Jumat, 18 Februari 2011

PENGALAMAN TERKAIT DENGAN KEYAKINAN ISLAM

Hampir seluruh agama-agama besar di dunia memiliki pengalaman terlibat dalam konflik teologis sepanjang sejarahnya. Misalnya agama Islam yang sampai dekade ini masih belum menemukan kepercayaan antar sesama penganutnya untuk membangun kesepakatan kolektif menghentikan pertikaian. Dalam Islam, ketegangan masih berlanjut dengan diam-diam atau terang terangan hingga kini.
Disadari atau tidak, agama-agama besar atau faksi-faksi di dalamnya telah menyeret agama untuk bertahan hidup dalam suasana yang tidak wajar. Tafsir manusia telah menggantikan daulat Tuhan untuk menentukan yang benar dan yang salah, yang baik dan yang jahat, yang boleh dan yang terlarang, termasuk untuk menghukum mereka yang tidak mengakuinya dengan memerangi, membunuh dan menghancurkan. Pergeseran dari ajaran Tuhan yang terbuka menjadi ajaran yang tertutup di tangan “pemimpin” agama seringkali terjadi begitu halus dan tidak disadari. Yang kemudian terjadi adalah agama menjadi kendaraan untuk kepentingan yang bukan merupakan bagian dari misi awal ajaran agama tersebut. . Sejumlah “pemimpin” agama telah memunculkan faham keagamaan tertentu sebagai sebuah wacana yang tengah meminggirkan wacana-wacana lain, sehingga faham tersebut tidak sekadar merupakan faham keagamaan, namun juga merupakan kekuasaan.
Badai konflik teologis dalam sejarahnya umat Islâm tidaklah semata-mata berawal dari cara pandang keagamaan semata-mata, namun juga berawal dari ekspresi politik yang muncul pada dekade awal yang membelah umat dalam faksi-faksi. Ekspresi politik muslim dalam perkembangannya memuat kompetisi dan persaingan sampai dengan penafsiran simbol-simbol demi penguasaan atas institusi-institusi formal dan informal untuk mendukung penafsiran simbol dan kekuasaan. Gagasan-gagasan lain terus bermunculan yang disamping berbicara tentang pro kontra kekuasaan juga memunculkan pemikiran-pemikiran teologis baru. Secara bergantian aliran ini menjadi aliran resmi negara, tergantung pada kekuatan yang memenangkan perebutan kekuasaan.

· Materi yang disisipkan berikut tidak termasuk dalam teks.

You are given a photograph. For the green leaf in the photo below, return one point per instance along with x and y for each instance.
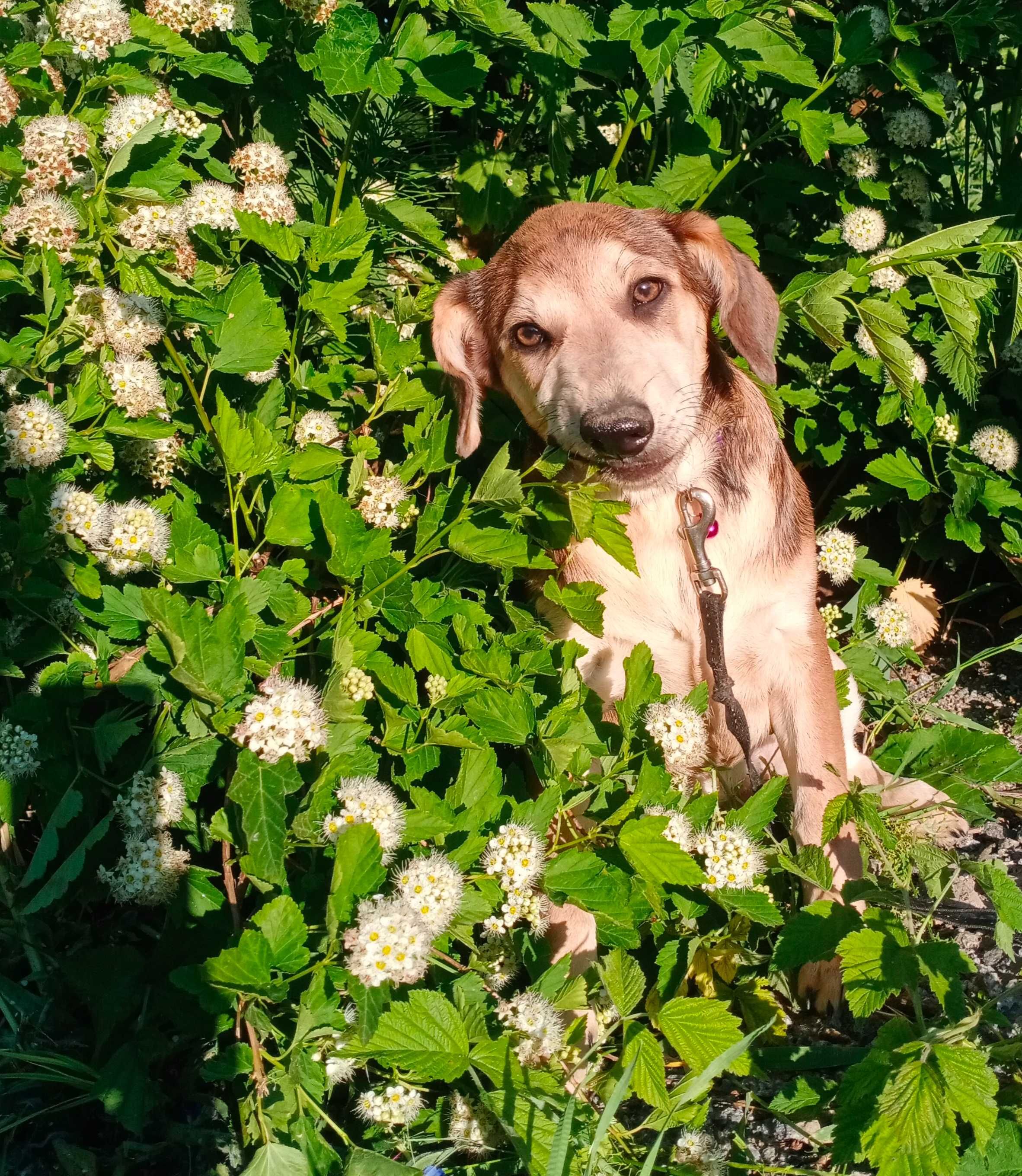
(358, 872)
(426, 1035)
(580, 600)
(278, 1160)
(208, 652)
(254, 334)
(654, 858)
(700, 1029)
(286, 933)
(624, 980)
(260, 788)
(902, 471)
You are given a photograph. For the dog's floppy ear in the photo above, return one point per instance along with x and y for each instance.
(463, 352)
(745, 300)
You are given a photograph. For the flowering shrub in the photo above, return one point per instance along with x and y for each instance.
(294, 783)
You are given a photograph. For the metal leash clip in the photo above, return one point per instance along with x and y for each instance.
(694, 528)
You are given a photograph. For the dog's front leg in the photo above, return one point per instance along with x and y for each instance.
(807, 724)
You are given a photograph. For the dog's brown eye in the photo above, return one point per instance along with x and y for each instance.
(528, 334)
(647, 291)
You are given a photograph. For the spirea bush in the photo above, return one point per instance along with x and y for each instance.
(293, 778)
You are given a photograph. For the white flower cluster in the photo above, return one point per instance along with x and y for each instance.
(316, 426)
(830, 614)
(154, 459)
(536, 1023)
(45, 220)
(137, 386)
(701, 1152)
(358, 685)
(995, 446)
(887, 278)
(432, 886)
(681, 733)
(495, 961)
(133, 531)
(393, 1107)
(913, 184)
(35, 432)
(389, 943)
(318, 12)
(910, 128)
(212, 204)
(18, 751)
(366, 801)
(285, 719)
(946, 428)
(264, 169)
(837, 554)
(265, 376)
(130, 324)
(861, 163)
(892, 623)
(383, 500)
(51, 144)
(199, 16)
(93, 26)
(864, 230)
(9, 100)
(732, 859)
(77, 512)
(472, 1127)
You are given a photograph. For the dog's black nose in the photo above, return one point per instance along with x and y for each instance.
(621, 433)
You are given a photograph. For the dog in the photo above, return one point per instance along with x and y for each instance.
(598, 321)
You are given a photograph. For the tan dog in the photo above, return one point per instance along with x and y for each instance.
(597, 320)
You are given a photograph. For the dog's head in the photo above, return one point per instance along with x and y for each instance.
(597, 320)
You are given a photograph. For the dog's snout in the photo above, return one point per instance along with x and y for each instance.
(620, 433)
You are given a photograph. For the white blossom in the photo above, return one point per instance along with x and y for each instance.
(432, 886)
(134, 531)
(37, 433)
(837, 554)
(260, 162)
(892, 623)
(389, 943)
(536, 1025)
(910, 128)
(137, 386)
(861, 163)
(393, 1107)
(77, 512)
(995, 446)
(18, 751)
(93, 26)
(365, 800)
(211, 204)
(44, 220)
(472, 1127)
(517, 855)
(864, 230)
(284, 719)
(316, 426)
(681, 734)
(150, 871)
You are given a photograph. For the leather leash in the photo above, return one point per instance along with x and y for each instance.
(712, 592)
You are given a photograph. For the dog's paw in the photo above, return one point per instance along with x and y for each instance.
(820, 985)
(931, 811)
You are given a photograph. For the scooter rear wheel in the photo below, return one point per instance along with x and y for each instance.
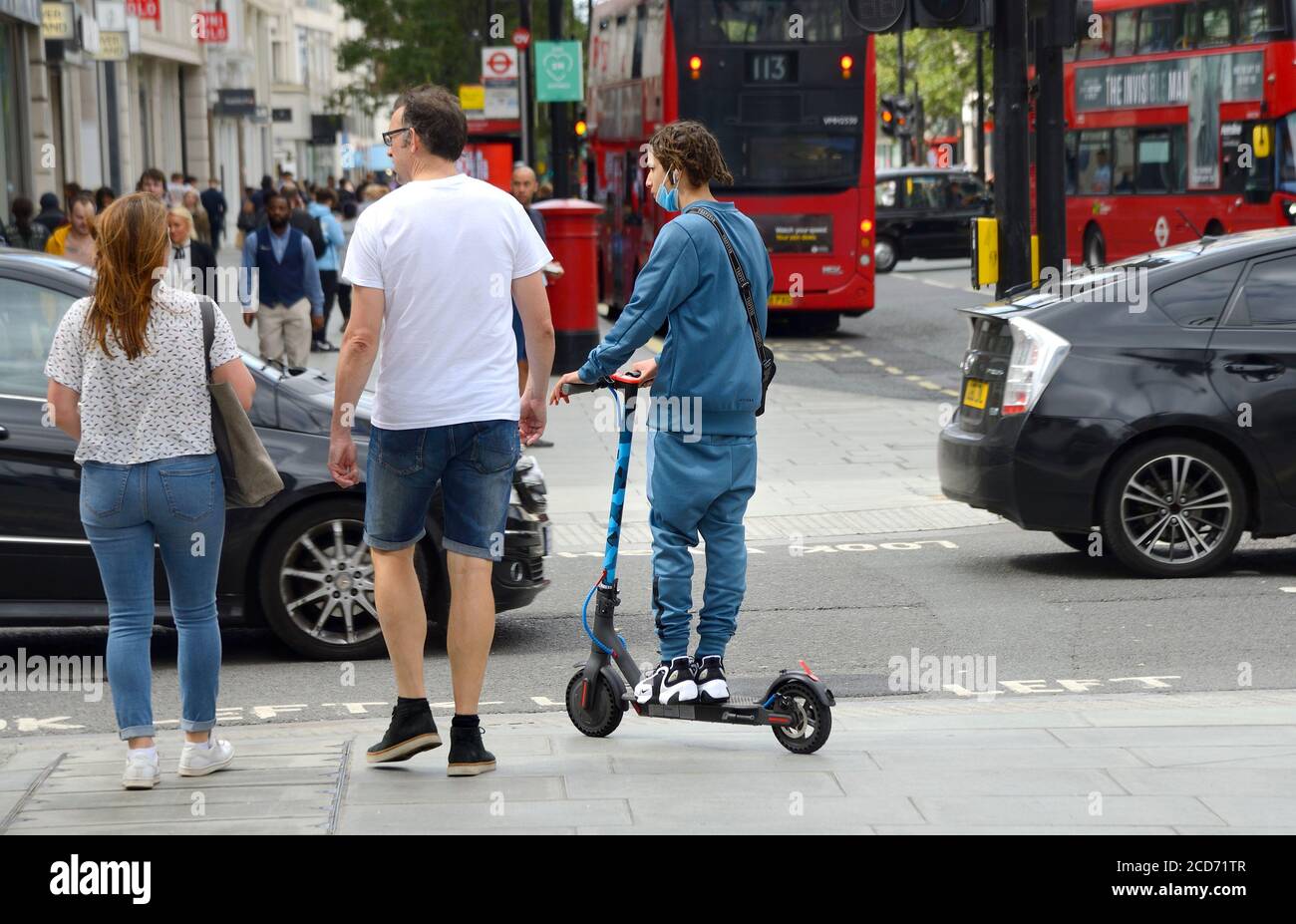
(815, 720)
(600, 715)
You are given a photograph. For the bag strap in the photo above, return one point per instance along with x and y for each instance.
(744, 284)
(208, 331)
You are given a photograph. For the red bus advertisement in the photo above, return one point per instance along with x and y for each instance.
(787, 87)
(1180, 125)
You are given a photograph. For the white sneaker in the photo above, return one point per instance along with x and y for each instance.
(142, 770)
(195, 761)
(670, 682)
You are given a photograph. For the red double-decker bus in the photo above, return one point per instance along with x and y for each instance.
(787, 87)
(1179, 125)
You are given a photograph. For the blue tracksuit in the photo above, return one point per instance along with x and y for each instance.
(701, 440)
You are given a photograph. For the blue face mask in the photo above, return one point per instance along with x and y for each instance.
(668, 198)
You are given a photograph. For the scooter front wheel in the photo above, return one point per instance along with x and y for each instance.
(814, 720)
(592, 707)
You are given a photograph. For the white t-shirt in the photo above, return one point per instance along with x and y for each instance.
(156, 406)
(445, 253)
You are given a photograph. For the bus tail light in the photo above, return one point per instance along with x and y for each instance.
(1037, 353)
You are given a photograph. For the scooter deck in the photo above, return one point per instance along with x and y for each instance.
(737, 711)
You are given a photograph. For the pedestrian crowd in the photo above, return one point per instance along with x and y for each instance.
(463, 384)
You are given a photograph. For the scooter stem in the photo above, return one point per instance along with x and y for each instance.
(618, 487)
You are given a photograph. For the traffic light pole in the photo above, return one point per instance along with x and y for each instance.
(1050, 152)
(980, 107)
(899, 73)
(1011, 144)
(523, 65)
(558, 122)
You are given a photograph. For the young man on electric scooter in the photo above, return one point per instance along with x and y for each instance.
(707, 389)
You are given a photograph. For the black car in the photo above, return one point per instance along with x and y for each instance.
(924, 212)
(280, 562)
(1165, 418)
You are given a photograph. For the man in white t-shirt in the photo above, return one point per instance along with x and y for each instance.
(432, 267)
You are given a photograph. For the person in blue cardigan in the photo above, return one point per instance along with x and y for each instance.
(705, 392)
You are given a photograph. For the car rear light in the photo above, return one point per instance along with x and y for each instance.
(1037, 353)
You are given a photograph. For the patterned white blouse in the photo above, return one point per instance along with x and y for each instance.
(156, 406)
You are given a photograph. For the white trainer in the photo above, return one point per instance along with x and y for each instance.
(142, 770)
(195, 761)
(672, 682)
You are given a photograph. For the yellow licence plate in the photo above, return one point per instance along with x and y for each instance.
(975, 393)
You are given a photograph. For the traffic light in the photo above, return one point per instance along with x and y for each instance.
(886, 112)
(905, 121)
(972, 14)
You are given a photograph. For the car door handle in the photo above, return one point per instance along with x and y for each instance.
(1256, 371)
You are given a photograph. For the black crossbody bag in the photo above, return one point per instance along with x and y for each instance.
(744, 286)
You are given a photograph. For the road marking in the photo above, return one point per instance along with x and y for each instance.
(1040, 686)
(941, 285)
(232, 715)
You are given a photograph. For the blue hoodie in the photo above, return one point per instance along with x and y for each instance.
(709, 353)
(333, 236)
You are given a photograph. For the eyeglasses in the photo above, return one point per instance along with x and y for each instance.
(388, 137)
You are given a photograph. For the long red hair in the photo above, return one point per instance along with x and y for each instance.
(130, 238)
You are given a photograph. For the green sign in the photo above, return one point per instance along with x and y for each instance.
(558, 72)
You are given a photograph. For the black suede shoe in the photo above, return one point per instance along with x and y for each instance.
(411, 733)
(467, 755)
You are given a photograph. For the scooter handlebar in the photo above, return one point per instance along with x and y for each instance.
(618, 380)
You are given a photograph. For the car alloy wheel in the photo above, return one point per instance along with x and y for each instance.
(325, 582)
(1175, 509)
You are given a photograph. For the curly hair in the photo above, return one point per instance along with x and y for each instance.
(687, 146)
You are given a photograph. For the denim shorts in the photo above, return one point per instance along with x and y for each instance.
(475, 464)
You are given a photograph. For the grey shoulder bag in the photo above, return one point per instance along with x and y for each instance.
(744, 286)
(247, 471)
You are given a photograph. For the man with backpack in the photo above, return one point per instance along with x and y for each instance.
(288, 285)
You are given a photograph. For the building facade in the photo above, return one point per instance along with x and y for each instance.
(96, 91)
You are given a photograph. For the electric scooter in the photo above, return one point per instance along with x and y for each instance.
(798, 705)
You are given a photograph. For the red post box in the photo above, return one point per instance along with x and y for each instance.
(571, 234)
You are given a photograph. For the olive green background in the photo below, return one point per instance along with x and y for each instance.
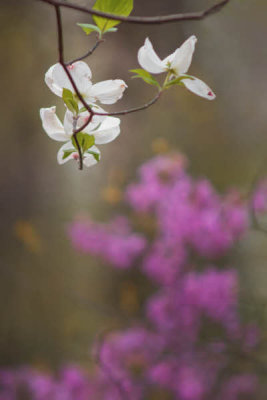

Ini melainkan sekadar memotret pengalaman pada sebuah agama yang tak juga lepas dari persoalan ini, Islam. Pendekatan sejarah dan interpretasi sosiologis adalah pilihan metode yang digunakan untuk dapat mengungkap akar-akar konflik teologis.
Dasar yang kita ajukan adalah rasa perlu untuk membangun tatanan masyarakat dunia menjadi lebih baik. Padahal, keragaman sebenarnya adalah suatu fakta, sesuai dengan realitas sosial yang kita temukan. Sementara cita-cita penyeragaman dalam gagasan keagamaan kita dengan semangat ekslusifisme adalah pekerjaan menentang realitas sosial yang ada.
Kalau pun ada kompetisi, semestinya adalah kompetisi yang alamiah, dimana manusia memilih untuk “beragama” atas dasar pilihannya sendiri. Bukankah yang penting adalah penghayatan terhadap Tuhan yang dimunculkan dalam sikap hidup yang ilahiah, dimana agama adalah sesuatu yang pragmatis sebagai jalan meretas hubungan dengan Tuhan.
Namun gejala ke arah kesempitan pandangan dalam hal melihat perbedaan atau hubungan umat beragama masih terjadi, baik dalam skala kecil atau besar. Belum jelas, apakah hal ini berakar dari keimanan yang dangkal dan kematian akal intuitif serta nalar logis. Saya tidak berani mengambil kesimpulan bahwa kita saat ini mengalami problem yang serius dalam relasi umat beragama. Yang saya rasakan, kita memang memiliki problem itu, diakui atau diingkari. Tinggal sejauhmana keinginan untuk mengungkap dan menyelesaikannya.